I didn’t know anything about the all-volunteer army……
See? I always learn something here.
Very interesting picture…..I wonder if people actually live there?
I think we all make choices based on the info we have at the time to go back and second guess those only serves to make us question more…and memories godd bad and in between always have the purpose of help us learn and grow
I did some research about this race after reading your blog….it’s really interesting. I think the dogs enjoy the challenge….it’s odd that so many people think that the dogs are being abused. It’s wild! In order for the dogs to compete they have to be in tip-top condition.
Those high-rise stacked trailers are an F6 Tornado waiting to happen.
I kind of get it that you are over it. It was what it was. Still, as a reader seeing what you went through for the first time myself, I get an emotional response as if it happens now. Does that make sense? That last image in today’s blog really blew me away. I kinda wanna live someplace fun like that…
@butshebites -
I suppose such immediate emotional responses are what I want — or what any writer wanting to sell her work would be wise to want. I made the decision early on to write this from my POV at the time, as much as that is possible. What I find myself incapable of doing is to inject all the denial and rationalization I was indulging at the time. The more or less impartial reporter is a compromise. From what you guys keep telling me, it’s working.
Thanks for the feedback, BTW.
I’d like to live in one of those trailers up top, and like to have the stamina and agility to negotiate the ladders.
I do offer my opinions or observations. I hope you don’t think I stand in judgement of anything I read so much as I stand in admiration of your writing.
@fatgirlpink -
Darlin’ even if you were to judge something or someone, I would not judge or blame you for it. My disclaimer was a response to a highly judgmental comment on an earlier post I had deleted the comment. It was also ungrammatical and not completely coherent, and I could not tell whether the person thought my reporting on Al’s behavior was “pointing the finger” at him, or if she was pointing her finger at something someone else wrote in a comment. It was also unclear whether or not she was blaming me for what was said in comments. I just tried to cover all the bases.

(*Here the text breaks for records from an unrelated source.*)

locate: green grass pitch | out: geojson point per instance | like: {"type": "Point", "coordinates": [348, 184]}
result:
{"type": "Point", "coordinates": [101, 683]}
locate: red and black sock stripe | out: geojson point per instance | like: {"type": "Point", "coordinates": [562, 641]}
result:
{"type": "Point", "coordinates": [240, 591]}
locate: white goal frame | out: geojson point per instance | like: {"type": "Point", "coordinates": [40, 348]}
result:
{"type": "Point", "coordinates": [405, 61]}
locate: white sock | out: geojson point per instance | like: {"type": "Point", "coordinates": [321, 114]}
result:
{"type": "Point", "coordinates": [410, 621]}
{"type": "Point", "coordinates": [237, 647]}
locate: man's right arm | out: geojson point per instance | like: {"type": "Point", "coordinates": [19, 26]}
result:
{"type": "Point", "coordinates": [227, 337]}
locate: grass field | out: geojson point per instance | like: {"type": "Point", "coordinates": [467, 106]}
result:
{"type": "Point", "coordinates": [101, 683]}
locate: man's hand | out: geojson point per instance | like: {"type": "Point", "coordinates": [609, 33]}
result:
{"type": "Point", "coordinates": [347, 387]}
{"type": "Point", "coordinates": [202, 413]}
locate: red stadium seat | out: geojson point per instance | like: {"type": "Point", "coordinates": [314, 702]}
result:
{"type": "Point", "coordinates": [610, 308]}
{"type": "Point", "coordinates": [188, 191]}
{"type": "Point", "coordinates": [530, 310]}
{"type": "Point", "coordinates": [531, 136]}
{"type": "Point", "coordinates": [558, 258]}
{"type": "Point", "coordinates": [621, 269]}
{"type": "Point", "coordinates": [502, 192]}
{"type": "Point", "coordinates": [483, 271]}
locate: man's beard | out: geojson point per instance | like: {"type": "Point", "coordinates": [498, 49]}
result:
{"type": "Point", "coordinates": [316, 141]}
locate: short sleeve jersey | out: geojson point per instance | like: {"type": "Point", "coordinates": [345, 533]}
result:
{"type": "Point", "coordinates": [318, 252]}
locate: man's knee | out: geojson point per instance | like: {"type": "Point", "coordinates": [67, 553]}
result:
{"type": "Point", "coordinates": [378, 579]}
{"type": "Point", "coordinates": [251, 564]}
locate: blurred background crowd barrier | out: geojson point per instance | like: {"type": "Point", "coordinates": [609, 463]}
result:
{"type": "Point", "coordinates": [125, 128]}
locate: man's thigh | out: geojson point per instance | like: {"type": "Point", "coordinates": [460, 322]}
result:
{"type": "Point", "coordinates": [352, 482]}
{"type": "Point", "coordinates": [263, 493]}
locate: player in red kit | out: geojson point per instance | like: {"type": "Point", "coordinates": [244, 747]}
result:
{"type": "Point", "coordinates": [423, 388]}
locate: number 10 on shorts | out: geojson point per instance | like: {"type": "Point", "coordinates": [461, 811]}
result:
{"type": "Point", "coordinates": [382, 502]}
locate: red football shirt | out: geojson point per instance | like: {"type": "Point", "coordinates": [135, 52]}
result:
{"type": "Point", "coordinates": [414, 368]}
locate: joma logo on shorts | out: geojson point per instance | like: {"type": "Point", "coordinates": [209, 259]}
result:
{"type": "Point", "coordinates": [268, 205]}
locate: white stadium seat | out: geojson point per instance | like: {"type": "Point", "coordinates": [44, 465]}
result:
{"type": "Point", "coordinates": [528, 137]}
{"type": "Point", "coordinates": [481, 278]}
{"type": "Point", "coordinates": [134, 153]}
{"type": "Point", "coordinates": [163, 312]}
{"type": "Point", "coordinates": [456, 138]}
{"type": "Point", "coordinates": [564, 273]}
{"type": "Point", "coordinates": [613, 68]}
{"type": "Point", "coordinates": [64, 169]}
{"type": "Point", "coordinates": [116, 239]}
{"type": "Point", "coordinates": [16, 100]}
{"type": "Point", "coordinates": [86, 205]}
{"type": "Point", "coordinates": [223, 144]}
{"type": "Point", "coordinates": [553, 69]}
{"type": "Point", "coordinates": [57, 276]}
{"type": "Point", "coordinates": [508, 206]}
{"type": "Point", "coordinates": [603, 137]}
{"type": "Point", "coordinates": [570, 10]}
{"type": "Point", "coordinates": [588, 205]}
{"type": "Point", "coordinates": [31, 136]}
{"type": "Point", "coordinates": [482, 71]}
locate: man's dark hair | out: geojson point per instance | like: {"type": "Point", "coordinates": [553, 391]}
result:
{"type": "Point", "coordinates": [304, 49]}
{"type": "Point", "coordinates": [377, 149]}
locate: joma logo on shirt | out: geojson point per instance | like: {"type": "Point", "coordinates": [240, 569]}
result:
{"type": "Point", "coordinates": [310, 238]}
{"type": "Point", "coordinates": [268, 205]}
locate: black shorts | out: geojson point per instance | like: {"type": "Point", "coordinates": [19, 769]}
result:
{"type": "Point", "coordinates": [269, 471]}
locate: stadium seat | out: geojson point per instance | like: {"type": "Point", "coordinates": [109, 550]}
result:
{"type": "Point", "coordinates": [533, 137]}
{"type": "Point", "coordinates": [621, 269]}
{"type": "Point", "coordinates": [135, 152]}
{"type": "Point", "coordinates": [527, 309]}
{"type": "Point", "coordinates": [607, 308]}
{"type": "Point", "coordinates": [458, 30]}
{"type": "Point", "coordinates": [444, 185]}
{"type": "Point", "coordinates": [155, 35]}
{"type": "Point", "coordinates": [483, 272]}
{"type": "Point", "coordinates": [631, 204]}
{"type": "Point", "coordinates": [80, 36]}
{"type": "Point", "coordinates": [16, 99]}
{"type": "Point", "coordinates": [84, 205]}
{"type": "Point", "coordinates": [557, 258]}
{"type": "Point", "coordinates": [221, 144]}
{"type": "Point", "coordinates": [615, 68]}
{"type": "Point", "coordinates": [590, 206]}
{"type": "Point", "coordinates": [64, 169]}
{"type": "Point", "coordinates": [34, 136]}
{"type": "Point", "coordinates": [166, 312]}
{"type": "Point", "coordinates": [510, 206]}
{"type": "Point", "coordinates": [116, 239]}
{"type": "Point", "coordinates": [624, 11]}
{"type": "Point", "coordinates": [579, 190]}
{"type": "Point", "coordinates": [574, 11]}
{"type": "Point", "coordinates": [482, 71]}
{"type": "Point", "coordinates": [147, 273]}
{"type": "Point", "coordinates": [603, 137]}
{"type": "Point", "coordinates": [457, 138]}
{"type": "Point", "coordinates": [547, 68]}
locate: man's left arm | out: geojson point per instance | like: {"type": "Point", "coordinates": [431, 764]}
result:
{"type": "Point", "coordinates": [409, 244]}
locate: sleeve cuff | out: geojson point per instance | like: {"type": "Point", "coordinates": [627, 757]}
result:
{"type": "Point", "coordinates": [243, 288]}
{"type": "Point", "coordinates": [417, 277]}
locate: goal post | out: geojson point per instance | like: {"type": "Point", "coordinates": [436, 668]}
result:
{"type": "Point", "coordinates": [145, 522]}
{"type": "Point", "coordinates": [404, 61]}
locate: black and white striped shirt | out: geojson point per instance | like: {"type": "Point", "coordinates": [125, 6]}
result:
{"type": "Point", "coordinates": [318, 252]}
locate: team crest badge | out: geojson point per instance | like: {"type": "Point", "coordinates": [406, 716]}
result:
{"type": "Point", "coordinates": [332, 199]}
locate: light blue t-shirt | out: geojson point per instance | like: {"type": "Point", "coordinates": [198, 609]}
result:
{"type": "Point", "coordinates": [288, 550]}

Keep on doing what you have been doing. I love it, and I love you.
I still remember the days of “join the army or go to jail.” It’s not like that here anymore; you can’t even be an infantryman without graduating at least from high school and most now actually have BAs and just can’t get jobs elsewhere without even more education than that. Ppl with criminal pasts don’t get in, even those who have had personal bankruptcies are scrutinized… anyway…
I know that the 5 months that I was separated from my kids were the worst in my life, worse than any beating or rape that I ever endured. My sister is going through something similar, although for her it is over a year and will be over a year more before it is all resolved. My heart breaks for her. The craziest I have ever been, during any and all lapses of sanity in my life were during that 5 months. You are a very strong person to have survived it. I suppose if I had had to survive a longer or permanent separation from my kids I could have, but I am glad that it was not put to the test.